Dans l’affaire C-325/03 P,
ayant pour objet un pourvoi au titre de l’article 56 du statut de la Cour de justice, introduit le 21 juillet 2003, José Luis Zuazaga Meabe, demeurant à Bilbao (Espagne), représenté par M es J. A. Calderón Chavero et N. Moya Fernández, abogados,partie requérante,
les autres parties à la procédure étant:Office de l’harmonisation dans le marché intérieur (marques, dessins et modèles) (OHMI), représenté par MM. O. Montalto et I. de Medrano Caballero, en qualité d’agents,
partie défenderesse en première instance,
Banco Bilbao Vizcaya Argentaria SA (BBVA), établie à Madrid (Espagne), représentée par M e J. de Rivera Lamo de Espinosa, abogado,
partie à la procédure devant la chambre de recours de l’OHMI, partie intervenante au pourvoi,
LA COUR (quatrième chambre),
avocat général: M. M. Poiares Maduro,greffier: M. R. Grass, l’avocat général entendu,
rend la présente
Ordonnance
1 Par son pourvoi, M. Zuazaga Meabe demande l’annulation de l’ordonnance du Tribunal de première instance des Communautés européennes du 28 avril 2003, Zuazaga Meabe/OHMI – BBVA (BLUE) (T-15/03, non publiée au Recueil, ci-après l’«ordonnance attaquée»), par laquelle celui-ci a rejeté son recours tendant à l’annulation de la décision de la deuxième chambre de recours de l’Office de l’harmonisation dans le marché intérieur (marques, dessins et modèles) (ci-après l’«OHMI») du 24 octobre 2002 (affaire R 918/2001-2) (ci-après la «décision litigieuse»), rejetant l’opposition de M. Zuazaga Meabe à l’enregistrement de la marque verbale BLUE demandé par Banco Bilbao Vizcaya Argentaria SA (ci-après «BBVA»).
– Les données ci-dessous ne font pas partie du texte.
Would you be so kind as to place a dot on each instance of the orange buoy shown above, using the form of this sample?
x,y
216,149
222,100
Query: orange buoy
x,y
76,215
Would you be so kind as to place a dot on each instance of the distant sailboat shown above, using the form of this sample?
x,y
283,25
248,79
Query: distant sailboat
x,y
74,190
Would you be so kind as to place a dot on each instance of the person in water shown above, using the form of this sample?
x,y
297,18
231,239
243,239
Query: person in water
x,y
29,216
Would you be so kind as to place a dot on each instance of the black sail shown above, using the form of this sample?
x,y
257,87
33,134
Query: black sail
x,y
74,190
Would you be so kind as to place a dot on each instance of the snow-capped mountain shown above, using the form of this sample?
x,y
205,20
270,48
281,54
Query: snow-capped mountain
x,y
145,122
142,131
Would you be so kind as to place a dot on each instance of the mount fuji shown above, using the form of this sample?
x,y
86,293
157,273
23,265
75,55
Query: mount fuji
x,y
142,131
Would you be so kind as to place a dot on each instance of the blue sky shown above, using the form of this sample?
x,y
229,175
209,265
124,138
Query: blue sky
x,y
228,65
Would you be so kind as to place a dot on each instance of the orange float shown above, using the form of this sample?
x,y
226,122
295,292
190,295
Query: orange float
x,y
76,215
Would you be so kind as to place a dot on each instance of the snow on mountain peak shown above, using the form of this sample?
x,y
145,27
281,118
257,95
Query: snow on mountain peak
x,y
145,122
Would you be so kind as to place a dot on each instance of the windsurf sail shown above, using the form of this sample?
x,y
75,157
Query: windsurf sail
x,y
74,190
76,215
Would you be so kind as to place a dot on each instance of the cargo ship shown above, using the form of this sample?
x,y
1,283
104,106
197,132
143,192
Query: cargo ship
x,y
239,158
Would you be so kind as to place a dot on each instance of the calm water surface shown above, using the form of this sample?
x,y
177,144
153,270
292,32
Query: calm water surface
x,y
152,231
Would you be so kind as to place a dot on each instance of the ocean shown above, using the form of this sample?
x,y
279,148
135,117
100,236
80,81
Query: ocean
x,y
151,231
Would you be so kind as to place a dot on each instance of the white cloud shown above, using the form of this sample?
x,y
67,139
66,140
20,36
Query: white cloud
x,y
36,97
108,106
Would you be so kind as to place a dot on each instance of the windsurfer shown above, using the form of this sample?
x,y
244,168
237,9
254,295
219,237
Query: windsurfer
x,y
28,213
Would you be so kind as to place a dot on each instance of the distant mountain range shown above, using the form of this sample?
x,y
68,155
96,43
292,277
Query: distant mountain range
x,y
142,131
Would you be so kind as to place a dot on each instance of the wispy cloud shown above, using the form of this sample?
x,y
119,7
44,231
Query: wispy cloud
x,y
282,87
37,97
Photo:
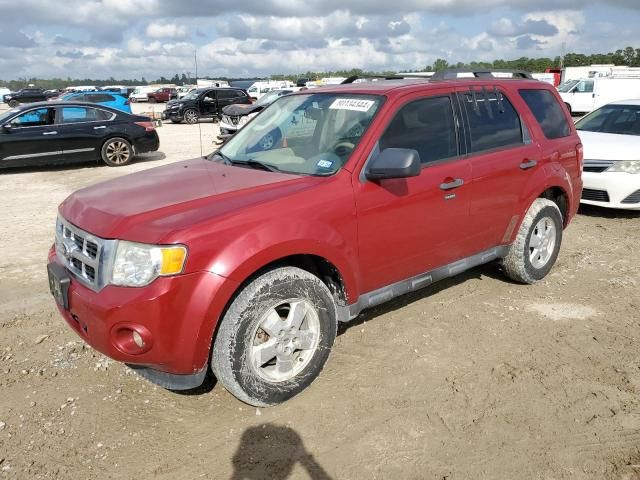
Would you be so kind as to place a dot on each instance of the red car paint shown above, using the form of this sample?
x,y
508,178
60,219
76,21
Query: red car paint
x,y
234,221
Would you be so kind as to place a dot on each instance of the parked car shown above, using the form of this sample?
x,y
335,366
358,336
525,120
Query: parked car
x,y
583,96
203,103
60,132
246,260
162,95
611,139
113,100
140,94
237,115
25,95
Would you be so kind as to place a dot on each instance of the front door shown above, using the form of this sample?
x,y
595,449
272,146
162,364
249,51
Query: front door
x,y
411,225
30,139
80,130
208,104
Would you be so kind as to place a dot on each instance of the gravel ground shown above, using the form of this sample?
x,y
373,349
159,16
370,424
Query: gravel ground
x,y
474,377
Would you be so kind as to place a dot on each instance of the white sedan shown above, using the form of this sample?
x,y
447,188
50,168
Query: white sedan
x,y
611,139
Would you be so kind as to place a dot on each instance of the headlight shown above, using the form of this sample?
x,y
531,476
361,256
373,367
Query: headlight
x,y
137,264
626,166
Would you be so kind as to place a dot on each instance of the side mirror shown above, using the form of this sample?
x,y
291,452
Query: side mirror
x,y
394,163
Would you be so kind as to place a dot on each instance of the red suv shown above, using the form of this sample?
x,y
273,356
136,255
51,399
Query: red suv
x,y
246,260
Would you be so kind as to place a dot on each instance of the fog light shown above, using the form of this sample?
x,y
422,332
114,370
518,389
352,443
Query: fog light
x,y
132,338
137,339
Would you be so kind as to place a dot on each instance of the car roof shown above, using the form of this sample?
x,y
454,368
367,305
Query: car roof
x,y
626,102
399,86
70,103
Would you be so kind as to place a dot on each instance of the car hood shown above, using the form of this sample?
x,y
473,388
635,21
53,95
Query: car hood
x,y
610,146
153,205
240,109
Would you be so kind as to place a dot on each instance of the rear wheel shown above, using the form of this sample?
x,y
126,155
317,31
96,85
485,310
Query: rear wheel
x,y
191,116
275,337
532,255
116,152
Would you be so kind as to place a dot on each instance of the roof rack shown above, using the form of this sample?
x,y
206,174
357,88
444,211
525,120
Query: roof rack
x,y
453,73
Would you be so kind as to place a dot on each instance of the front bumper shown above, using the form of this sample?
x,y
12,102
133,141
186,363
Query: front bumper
x,y
617,185
177,320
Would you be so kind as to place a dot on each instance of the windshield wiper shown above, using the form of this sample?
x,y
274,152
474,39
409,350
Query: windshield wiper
x,y
258,165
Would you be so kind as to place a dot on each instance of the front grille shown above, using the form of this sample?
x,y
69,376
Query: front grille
x,y
633,198
596,166
595,195
81,253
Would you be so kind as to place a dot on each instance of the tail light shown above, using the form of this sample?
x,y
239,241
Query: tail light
x,y
580,156
148,126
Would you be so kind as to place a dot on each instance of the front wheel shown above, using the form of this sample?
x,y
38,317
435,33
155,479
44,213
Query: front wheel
x,y
191,117
116,152
532,255
275,337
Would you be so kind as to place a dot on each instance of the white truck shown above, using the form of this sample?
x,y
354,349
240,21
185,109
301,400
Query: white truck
x,y
587,94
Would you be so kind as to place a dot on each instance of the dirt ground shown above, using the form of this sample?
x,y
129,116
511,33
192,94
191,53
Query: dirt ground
x,y
474,377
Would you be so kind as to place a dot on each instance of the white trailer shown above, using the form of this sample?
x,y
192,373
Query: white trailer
x,y
587,94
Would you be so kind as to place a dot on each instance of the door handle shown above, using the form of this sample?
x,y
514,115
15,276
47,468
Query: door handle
x,y
458,182
528,163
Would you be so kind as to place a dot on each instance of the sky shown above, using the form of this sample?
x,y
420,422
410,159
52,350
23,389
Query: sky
x,y
240,38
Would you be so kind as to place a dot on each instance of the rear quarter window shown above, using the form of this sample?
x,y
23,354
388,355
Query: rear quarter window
x,y
548,112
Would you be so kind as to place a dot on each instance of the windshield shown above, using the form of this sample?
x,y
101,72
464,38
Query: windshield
x,y
4,116
192,95
310,134
566,86
619,119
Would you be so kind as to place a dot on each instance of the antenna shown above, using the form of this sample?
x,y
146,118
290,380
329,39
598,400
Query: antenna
x,y
195,61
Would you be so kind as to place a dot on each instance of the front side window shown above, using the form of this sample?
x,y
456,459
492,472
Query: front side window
x,y
79,114
618,119
312,134
548,113
425,125
34,118
493,122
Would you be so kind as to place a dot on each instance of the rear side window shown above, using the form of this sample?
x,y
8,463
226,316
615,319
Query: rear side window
x,y
493,122
425,125
548,112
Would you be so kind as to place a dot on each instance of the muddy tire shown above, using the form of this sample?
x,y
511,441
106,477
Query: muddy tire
x,y
275,337
536,248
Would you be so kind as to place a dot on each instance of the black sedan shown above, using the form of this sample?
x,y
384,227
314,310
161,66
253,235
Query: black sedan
x,y
45,134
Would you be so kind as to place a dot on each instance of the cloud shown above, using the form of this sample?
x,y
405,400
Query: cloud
x,y
504,27
166,30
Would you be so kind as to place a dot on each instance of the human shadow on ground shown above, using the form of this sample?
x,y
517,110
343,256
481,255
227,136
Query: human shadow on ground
x,y
270,452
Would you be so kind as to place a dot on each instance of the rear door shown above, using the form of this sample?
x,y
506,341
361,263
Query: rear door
x,y
81,131
411,225
503,159
31,140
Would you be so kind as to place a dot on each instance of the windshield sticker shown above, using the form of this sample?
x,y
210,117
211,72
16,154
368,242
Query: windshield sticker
x,y
351,104
324,164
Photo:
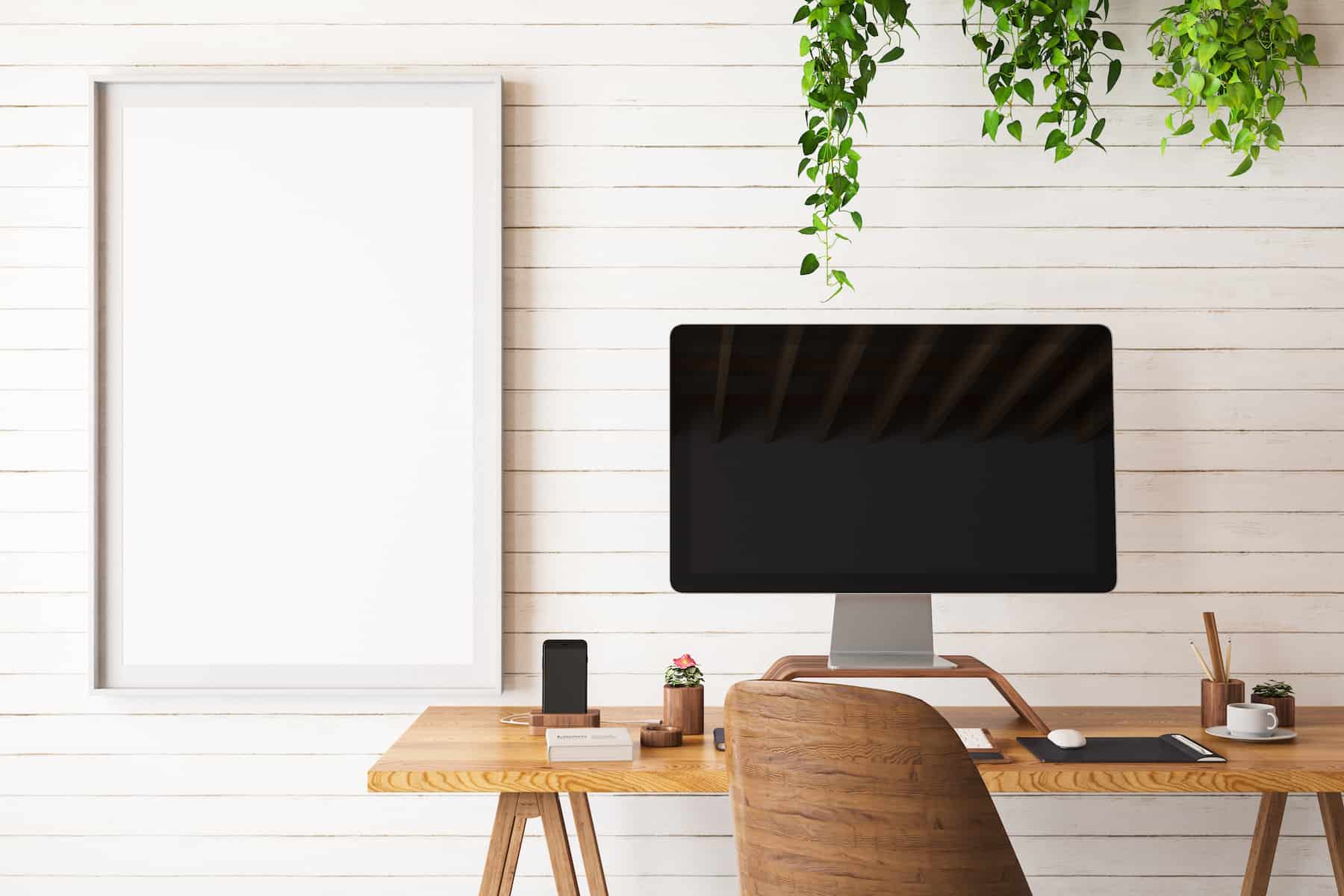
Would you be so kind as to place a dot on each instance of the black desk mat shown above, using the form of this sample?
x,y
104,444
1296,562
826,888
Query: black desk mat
x,y
1164,748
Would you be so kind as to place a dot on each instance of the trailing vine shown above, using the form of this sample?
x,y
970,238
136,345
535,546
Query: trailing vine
x,y
839,69
1231,57
1019,38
Les antécédents du litige, la procédure devant le Tribunal et l’ordonnance attaquée
2
BBVA ayant présenté à l’OHMI une demande d’enregistrement en tant que marque communautaire de la marque verbale BLUE, M. Zuazaga Meabe a formé une opposition, au titre de l’article 42 du règlement (CE) n° 40/94 du Conseil, du 20 décembre 1993, sur la marque communautaire (JO 1994, L 11, p. 1), en invoquant un risque de confusion avec la marque verbale nationale BILBAO BLUE, dont il est titulaire.
3
D’abord admise par la division d’opposition de l’OHMI, ladite opposition a ensuite été rejetée par la décision litigieuse, notifiée à M. Zuazaga Meabe par lettre recommandée avec accusé de réception reçue le 4 novembre 2002.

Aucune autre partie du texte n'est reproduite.